Un camouflet pour la Maison-Blanche
La plus haute juridiction des États-Unis a opposé une fin de non-recevoir à l'une des mesures les plus emblématiques de la politique migratoire de Donald Trump. Par une décision rendue publique le 30 juin 2026, les juges ont invalidé le décret présidentiel qui visait à supprimer le droit du sol, un pilier du droit américain inscrit dans le quatorzième amendement de la Constitution.
Cette décision intervient dans un contexte particulier : quelques heures auparavant, la même Cour suprême avait accordé au président deux victoires significatives sur d'autres volets de son offensive anti-immigration. Mais sur la question de la citoyenneté par naissance, les neuf juges n'ont pas suivi le locataire de la Maison-Blanche, y compris une partie de ceux nommés par lui.
Un revirement inattendu
Le décret contesté prévoyait que les enfants nés sur le sol américain de parents en situation irrégulière ou en séjour temporaire ne se voient plus automatiquement accorder la nationalité américaine. Une rupture radicale avec la jurisprudence constante depuis l'adoption du quatorzième amendement en 1868, qui dispose que « toute personne née ou naturalisée aux États-Unis et soumise à leur juridiction est citoyenne des États-Unis ».

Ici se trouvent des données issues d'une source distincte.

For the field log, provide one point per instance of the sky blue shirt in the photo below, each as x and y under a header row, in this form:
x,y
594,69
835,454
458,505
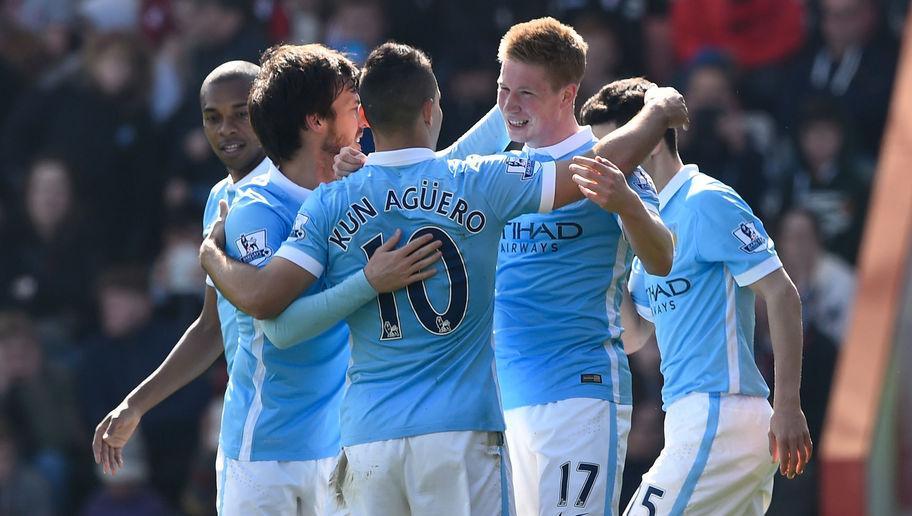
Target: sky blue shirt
x,y
560,279
422,359
280,404
226,189
703,310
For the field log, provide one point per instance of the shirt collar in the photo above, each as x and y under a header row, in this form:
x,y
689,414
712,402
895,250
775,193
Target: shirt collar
x,y
281,180
400,157
260,169
568,145
676,182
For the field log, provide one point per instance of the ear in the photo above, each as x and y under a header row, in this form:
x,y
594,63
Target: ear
x,y
427,111
315,123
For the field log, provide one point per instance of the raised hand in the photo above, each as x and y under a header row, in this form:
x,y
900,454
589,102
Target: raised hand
x,y
390,269
790,441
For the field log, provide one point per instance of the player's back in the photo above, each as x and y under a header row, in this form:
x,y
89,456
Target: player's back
x,y
422,360
281,404
703,310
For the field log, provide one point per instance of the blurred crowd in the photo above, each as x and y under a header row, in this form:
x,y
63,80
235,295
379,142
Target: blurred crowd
x,y
105,171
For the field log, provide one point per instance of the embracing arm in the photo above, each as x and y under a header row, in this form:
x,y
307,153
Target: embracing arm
x,y
790,440
193,354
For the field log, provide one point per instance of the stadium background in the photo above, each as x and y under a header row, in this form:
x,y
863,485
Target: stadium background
x,y
105,170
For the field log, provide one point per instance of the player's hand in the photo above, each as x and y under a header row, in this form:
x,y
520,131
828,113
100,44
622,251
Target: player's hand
x,y
390,269
671,102
349,160
790,441
112,434
603,183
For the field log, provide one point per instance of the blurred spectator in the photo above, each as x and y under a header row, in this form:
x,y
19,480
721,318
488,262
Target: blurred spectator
x,y
208,33
177,276
826,282
853,63
756,33
37,399
355,27
132,341
22,491
828,178
646,438
100,125
128,491
723,139
53,242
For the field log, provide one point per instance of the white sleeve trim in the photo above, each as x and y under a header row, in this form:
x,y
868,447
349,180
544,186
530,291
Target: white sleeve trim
x,y
759,271
301,259
644,311
548,185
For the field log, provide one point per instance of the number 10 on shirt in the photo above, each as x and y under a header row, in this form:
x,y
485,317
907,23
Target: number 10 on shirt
x,y
438,323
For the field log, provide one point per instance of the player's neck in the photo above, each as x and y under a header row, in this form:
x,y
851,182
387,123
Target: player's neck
x,y
563,128
308,168
397,141
663,167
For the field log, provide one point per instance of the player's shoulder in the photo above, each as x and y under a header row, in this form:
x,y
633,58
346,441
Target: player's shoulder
x,y
706,193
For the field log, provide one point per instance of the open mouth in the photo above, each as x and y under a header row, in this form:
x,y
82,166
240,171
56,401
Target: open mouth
x,y
232,148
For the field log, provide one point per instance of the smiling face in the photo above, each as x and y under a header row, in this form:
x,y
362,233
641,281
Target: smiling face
x,y
227,125
346,125
531,105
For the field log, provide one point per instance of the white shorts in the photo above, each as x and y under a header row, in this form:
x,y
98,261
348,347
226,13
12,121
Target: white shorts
x,y
447,473
299,488
568,456
716,459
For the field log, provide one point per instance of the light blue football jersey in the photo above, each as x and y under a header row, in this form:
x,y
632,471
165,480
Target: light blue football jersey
x,y
560,279
227,189
703,310
279,404
422,359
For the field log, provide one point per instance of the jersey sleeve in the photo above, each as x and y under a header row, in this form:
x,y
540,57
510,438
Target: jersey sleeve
x,y
487,136
727,231
636,285
254,231
513,183
640,183
307,245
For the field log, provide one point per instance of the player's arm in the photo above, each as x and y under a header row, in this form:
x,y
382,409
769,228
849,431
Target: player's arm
x,y
625,148
261,292
388,270
487,136
193,354
790,440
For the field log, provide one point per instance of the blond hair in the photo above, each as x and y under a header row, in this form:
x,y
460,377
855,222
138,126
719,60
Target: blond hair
x,y
548,43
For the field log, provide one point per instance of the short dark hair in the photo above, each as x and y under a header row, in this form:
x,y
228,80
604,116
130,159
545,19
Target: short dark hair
x,y
396,81
230,71
295,81
618,102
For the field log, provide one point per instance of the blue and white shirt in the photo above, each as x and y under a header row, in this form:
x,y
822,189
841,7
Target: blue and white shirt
x,y
560,279
227,189
279,404
422,360
703,310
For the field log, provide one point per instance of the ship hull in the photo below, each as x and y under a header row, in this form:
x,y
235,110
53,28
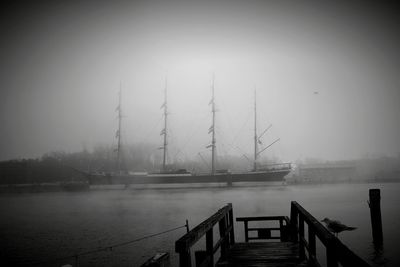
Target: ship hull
x,y
261,176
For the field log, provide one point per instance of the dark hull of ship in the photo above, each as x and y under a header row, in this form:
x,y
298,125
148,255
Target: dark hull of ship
x,y
260,176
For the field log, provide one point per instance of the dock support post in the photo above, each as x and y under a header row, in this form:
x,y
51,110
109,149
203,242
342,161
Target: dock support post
x,y
376,219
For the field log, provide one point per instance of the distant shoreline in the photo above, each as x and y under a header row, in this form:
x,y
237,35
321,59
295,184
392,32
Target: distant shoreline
x,y
84,186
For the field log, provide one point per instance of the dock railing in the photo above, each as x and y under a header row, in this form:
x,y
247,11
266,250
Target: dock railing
x,y
336,251
203,258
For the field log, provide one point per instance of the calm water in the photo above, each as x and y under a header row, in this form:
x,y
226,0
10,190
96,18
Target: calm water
x,y
39,227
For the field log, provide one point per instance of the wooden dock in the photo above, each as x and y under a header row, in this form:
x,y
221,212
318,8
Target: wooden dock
x,y
290,242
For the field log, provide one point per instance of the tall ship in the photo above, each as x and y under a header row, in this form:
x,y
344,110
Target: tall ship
x,y
166,175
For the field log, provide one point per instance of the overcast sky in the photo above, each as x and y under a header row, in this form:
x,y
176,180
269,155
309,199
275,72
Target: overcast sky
x,y
327,76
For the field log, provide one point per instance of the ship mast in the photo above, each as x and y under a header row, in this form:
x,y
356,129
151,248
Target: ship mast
x,y
164,131
255,132
212,130
118,134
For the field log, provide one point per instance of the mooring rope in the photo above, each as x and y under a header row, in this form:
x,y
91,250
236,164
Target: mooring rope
x,y
106,248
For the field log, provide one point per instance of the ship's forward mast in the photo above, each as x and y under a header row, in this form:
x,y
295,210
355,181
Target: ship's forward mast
x,y
257,138
164,130
118,133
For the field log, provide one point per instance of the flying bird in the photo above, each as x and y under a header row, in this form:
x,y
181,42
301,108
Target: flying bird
x,y
336,227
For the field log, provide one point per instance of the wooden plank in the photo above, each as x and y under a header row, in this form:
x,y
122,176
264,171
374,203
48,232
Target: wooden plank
x,y
260,218
282,254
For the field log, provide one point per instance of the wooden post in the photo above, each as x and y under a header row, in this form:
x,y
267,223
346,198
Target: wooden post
x,y
184,259
232,234
187,226
222,232
331,260
312,248
293,222
376,219
246,231
301,238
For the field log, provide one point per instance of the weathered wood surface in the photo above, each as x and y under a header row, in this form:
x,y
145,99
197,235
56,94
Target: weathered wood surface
x,y
279,254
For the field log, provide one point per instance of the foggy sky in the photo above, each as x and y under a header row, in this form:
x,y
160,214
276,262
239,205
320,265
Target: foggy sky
x,y
62,64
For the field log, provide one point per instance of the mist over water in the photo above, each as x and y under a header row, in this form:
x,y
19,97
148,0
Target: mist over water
x,y
327,80
50,225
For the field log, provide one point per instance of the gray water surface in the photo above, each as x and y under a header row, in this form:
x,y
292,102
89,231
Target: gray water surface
x,y
36,228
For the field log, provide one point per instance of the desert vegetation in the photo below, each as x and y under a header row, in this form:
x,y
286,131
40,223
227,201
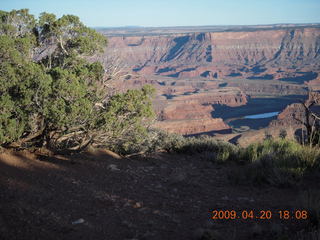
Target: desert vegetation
x,y
51,96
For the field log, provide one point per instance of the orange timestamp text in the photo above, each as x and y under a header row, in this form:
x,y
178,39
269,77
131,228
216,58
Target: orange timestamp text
x,y
260,215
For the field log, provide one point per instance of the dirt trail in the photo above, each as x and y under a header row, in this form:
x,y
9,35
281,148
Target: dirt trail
x,y
158,197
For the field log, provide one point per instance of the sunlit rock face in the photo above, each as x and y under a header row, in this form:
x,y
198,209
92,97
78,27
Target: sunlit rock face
x,y
272,54
187,69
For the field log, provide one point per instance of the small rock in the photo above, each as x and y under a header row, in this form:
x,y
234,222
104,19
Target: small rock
x,y
79,221
113,167
137,205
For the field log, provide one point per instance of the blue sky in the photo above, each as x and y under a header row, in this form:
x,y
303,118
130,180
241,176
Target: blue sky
x,y
112,13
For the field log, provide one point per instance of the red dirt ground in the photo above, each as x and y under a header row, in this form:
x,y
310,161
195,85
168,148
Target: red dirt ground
x,y
158,197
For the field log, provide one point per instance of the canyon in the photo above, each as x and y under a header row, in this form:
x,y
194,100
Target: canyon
x,y
197,70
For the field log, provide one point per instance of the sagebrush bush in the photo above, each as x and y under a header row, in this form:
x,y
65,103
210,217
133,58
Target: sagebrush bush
x,y
279,162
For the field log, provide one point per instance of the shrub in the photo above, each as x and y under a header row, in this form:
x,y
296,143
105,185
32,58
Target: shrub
x,y
50,95
279,162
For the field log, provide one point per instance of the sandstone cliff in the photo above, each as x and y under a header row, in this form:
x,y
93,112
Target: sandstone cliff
x,y
287,54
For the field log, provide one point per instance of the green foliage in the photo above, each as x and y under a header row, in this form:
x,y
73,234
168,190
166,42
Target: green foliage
x,y
60,99
279,162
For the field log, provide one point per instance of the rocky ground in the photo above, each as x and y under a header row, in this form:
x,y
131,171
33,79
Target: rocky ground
x,y
99,196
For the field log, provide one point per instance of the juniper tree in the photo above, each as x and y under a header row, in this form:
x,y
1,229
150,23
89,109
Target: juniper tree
x,y
51,95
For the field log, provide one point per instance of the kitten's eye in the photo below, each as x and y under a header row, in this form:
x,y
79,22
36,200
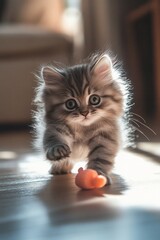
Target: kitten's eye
x,y
94,99
71,104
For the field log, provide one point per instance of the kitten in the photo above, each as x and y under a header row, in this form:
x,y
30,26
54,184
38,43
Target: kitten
x,y
79,114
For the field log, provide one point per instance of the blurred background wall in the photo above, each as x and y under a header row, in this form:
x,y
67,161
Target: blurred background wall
x,y
35,32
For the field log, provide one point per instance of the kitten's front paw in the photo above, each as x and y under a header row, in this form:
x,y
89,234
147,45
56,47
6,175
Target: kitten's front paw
x,y
58,152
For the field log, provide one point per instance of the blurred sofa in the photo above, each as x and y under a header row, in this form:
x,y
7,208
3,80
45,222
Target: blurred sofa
x,y
25,45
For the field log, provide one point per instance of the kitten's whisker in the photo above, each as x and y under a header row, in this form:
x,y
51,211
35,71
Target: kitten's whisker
x,y
138,116
141,133
136,120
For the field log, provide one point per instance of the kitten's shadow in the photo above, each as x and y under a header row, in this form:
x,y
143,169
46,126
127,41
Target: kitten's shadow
x,y
65,202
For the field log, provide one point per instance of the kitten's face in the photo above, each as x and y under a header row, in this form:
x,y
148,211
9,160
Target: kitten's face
x,y
81,98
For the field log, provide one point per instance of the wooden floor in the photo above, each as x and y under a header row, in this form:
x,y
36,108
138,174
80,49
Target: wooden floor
x,y
35,205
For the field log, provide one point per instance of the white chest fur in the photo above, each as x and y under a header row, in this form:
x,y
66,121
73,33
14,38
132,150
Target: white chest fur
x,y
79,152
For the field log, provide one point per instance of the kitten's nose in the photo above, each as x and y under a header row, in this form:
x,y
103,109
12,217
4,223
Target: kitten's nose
x,y
84,112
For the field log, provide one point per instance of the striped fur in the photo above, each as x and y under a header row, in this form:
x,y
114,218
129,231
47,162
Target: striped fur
x,y
91,132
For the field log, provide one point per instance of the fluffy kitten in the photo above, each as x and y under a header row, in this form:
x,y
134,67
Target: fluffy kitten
x,y
79,113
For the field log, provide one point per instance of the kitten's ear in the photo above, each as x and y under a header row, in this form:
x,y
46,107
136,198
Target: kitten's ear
x,y
103,66
50,75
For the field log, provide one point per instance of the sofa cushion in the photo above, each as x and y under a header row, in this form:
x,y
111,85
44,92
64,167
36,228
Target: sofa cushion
x,y
16,39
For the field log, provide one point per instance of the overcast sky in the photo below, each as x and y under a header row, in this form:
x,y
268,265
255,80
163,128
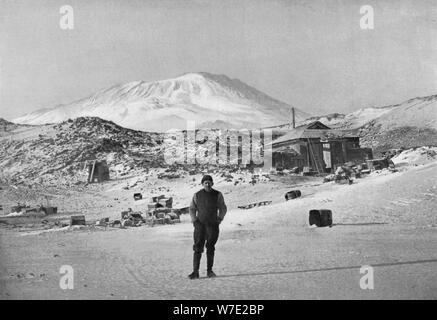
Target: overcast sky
x,y
311,54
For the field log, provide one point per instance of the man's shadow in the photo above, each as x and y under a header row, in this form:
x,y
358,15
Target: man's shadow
x,y
388,264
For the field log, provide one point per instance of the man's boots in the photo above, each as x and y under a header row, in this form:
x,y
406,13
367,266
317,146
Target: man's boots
x,y
196,265
209,264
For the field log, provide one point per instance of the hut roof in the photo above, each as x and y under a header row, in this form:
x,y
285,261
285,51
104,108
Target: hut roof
x,y
313,130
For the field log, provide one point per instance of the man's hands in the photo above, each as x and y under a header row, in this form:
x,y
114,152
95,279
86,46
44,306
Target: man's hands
x,y
196,219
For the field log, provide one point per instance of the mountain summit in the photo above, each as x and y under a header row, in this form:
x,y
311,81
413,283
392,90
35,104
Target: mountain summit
x,y
212,101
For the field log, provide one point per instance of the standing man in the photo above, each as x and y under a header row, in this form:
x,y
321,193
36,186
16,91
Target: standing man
x,y
207,210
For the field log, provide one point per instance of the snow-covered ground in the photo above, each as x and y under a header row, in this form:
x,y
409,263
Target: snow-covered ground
x,y
386,220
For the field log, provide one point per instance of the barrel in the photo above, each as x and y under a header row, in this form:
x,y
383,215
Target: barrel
x,y
292,195
77,220
320,217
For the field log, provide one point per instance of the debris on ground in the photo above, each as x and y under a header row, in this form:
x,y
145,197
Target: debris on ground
x,y
320,217
292,194
256,204
77,220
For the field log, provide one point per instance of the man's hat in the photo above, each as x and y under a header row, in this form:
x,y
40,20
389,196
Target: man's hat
x,y
206,178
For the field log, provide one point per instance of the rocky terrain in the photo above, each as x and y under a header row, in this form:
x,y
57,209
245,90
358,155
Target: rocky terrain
x,y
409,124
57,153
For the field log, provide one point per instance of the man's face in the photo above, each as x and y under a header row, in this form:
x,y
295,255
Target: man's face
x,y
207,185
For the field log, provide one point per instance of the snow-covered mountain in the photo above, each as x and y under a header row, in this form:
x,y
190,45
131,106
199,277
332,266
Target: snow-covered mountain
x,y
212,101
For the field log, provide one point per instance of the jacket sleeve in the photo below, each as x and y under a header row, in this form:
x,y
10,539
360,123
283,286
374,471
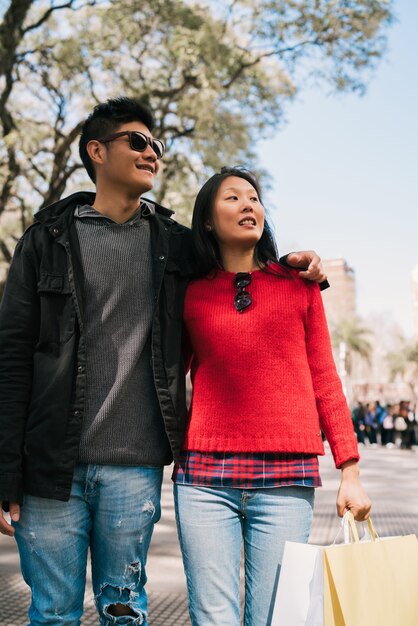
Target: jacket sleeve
x,y
334,414
19,324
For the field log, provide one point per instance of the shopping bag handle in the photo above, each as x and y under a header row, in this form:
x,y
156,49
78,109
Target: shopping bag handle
x,y
350,528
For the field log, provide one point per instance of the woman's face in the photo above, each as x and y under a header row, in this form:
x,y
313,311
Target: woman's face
x,y
237,215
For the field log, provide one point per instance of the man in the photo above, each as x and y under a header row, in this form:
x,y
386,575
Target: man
x,y
92,397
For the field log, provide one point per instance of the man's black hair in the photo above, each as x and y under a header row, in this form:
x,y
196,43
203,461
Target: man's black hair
x,y
106,118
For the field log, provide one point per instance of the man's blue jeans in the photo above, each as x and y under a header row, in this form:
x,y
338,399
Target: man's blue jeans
x,y
213,526
112,510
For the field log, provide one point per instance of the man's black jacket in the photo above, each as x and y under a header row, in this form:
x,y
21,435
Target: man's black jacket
x,y
42,348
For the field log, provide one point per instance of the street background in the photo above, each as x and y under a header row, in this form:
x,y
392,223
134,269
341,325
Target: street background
x,y
389,476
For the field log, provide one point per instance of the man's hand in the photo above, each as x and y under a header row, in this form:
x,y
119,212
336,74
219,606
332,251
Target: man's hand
x,y
5,527
351,495
310,260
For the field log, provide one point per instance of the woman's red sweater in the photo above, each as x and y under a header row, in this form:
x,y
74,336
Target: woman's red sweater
x,y
264,380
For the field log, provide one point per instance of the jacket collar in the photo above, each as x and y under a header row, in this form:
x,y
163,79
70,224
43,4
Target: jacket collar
x,y
61,208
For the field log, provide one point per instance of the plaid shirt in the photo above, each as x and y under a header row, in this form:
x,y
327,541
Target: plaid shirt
x,y
247,470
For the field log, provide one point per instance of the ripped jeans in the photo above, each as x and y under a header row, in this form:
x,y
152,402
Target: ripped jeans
x,y
112,510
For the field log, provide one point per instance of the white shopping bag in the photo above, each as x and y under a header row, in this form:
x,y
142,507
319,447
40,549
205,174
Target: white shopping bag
x,y
300,592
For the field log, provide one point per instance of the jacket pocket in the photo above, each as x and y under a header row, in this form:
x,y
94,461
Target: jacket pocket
x,y
57,312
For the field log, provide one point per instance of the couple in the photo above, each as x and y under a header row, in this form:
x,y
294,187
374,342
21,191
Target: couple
x,y
92,393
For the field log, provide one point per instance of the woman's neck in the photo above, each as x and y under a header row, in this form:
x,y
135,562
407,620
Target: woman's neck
x,y
238,261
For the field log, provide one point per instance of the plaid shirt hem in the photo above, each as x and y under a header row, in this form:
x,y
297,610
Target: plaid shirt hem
x,y
247,470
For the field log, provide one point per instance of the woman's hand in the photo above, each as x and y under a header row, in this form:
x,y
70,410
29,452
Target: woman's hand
x,y
311,264
351,495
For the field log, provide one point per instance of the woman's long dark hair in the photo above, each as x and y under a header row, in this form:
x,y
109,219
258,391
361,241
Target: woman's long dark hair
x,y
208,257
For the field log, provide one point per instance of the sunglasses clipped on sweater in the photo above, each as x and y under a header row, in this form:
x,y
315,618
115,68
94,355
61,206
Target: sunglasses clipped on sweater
x,y
138,141
242,298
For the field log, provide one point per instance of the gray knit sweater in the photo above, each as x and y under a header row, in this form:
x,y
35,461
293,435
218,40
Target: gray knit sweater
x,y
122,420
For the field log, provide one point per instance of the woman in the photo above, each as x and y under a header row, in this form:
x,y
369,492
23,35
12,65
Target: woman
x,y
264,386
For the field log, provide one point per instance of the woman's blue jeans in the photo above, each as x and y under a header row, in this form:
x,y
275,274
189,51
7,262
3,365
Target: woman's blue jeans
x,y
214,524
112,510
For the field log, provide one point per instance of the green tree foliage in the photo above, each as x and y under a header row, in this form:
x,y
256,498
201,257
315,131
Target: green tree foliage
x,y
403,363
218,76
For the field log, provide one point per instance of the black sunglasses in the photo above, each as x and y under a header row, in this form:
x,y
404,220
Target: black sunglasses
x,y
242,299
138,141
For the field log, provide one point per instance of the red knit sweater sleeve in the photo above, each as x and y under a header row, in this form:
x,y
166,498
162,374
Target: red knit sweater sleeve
x,y
334,414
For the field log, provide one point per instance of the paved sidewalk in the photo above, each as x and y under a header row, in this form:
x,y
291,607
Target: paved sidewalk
x,y
390,477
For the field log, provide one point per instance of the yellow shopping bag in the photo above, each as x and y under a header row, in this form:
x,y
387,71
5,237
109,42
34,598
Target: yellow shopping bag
x,y
371,583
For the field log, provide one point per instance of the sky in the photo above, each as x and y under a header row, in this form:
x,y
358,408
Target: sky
x,y
345,176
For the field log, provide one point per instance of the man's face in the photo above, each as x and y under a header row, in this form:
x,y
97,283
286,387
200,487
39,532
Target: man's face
x,y
124,168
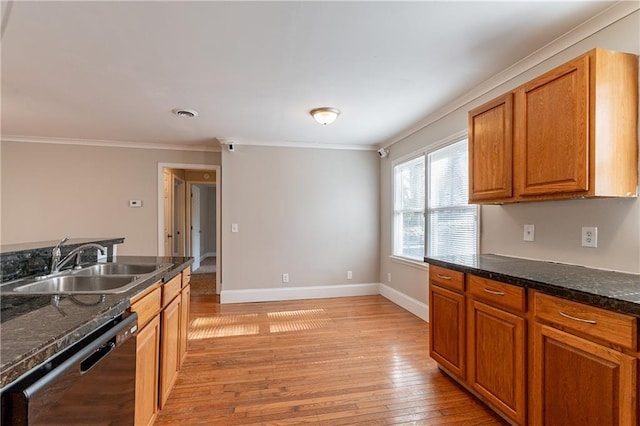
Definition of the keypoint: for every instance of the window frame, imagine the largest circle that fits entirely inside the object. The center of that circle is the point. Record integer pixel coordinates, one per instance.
(424, 151)
(394, 164)
(427, 232)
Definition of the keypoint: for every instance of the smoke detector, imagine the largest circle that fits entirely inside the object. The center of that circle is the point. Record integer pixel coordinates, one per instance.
(185, 113)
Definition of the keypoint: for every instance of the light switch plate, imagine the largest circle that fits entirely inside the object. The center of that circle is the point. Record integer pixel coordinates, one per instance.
(529, 232)
(590, 236)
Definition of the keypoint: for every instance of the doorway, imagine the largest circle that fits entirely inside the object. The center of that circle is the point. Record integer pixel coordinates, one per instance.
(189, 224)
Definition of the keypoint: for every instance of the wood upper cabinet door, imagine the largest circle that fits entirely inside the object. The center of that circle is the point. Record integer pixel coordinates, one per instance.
(496, 353)
(490, 150)
(576, 129)
(170, 346)
(147, 369)
(447, 329)
(553, 133)
(578, 382)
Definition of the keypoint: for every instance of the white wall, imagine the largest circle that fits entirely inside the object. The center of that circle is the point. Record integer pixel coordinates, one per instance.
(311, 213)
(211, 219)
(557, 223)
(50, 191)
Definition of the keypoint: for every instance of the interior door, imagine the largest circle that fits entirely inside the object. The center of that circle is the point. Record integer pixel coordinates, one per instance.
(179, 207)
(195, 226)
(168, 212)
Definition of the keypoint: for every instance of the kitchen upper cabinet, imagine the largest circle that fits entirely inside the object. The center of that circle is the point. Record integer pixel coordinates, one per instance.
(491, 150)
(575, 134)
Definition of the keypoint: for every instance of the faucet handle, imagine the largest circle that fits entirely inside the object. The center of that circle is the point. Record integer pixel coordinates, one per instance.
(61, 242)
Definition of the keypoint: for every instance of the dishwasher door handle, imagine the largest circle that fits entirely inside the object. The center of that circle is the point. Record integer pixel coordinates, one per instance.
(89, 362)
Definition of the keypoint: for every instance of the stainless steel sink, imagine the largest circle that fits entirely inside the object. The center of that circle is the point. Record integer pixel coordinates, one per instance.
(121, 269)
(99, 278)
(86, 284)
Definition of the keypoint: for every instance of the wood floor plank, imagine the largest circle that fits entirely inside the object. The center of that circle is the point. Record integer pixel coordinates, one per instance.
(357, 360)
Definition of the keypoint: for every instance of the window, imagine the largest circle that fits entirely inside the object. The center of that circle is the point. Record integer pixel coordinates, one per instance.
(451, 224)
(408, 206)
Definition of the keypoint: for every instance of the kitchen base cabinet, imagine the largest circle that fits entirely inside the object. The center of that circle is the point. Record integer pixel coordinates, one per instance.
(496, 354)
(147, 366)
(185, 307)
(447, 320)
(580, 382)
(170, 345)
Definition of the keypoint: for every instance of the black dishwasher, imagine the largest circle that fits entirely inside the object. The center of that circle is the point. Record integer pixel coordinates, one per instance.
(91, 383)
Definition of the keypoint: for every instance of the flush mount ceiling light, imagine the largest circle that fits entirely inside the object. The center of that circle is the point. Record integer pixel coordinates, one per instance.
(325, 115)
(185, 113)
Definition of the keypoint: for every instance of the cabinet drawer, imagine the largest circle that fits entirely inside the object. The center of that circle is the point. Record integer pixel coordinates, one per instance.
(446, 277)
(186, 276)
(171, 289)
(506, 295)
(610, 326)
(147, 306)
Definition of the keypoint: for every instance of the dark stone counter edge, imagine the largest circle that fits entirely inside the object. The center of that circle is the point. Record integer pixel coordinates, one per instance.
(30, 360)
(597, 300)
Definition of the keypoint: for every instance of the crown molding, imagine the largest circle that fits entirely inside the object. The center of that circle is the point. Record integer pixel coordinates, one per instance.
(617, 11)
(175, 147)
(287, 144)
(106, 143)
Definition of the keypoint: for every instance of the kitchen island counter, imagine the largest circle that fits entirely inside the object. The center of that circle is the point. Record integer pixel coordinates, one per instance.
(615, 291)
(35, 328)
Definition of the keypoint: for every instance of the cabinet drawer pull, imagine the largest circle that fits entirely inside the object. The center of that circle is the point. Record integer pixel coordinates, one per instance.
(497, 293)
(577, 319)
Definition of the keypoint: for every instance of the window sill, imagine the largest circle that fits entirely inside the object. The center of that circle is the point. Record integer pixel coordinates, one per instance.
(410, 262)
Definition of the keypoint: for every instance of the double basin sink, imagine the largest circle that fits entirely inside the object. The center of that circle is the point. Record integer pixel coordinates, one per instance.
(99, 278)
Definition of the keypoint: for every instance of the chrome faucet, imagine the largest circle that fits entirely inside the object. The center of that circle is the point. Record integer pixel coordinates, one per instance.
(57, 264)
(56, 255)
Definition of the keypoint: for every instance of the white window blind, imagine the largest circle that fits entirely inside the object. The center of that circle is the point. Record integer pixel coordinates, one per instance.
(452, 223)
(408, 206)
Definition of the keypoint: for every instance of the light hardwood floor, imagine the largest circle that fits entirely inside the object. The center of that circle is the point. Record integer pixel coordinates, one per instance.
(357, 360)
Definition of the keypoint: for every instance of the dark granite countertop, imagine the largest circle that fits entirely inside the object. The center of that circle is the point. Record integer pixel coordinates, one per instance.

Saisie en urgence par plusieurs États démocrates et des organisations de défense des droits civiques, la Cour suprême a estimé que le décret outrepassait les pouvoirs du président et violait la lettre comme l'esprit de la Constitution. La décision, rendue à la majorité, n'a pas été détaillée dans ses motivations, les différentes opinions des juges n'ayant pas été immédiatement publiées. Mais le résultat est sans appel : le droit du sol reste en vigueur.
Une ironie politique
Le rejet est d'autant plus notable que la Cour suprême compte désormais six juges conservateurs sur neuf, dont trois nommés par Donald Trump lui-même. Cette composition, souvent présentée comme un atout pour les politiques du président, n'a pas suffi à faire pencher la balance en sa faveur sur ce dossier sensible.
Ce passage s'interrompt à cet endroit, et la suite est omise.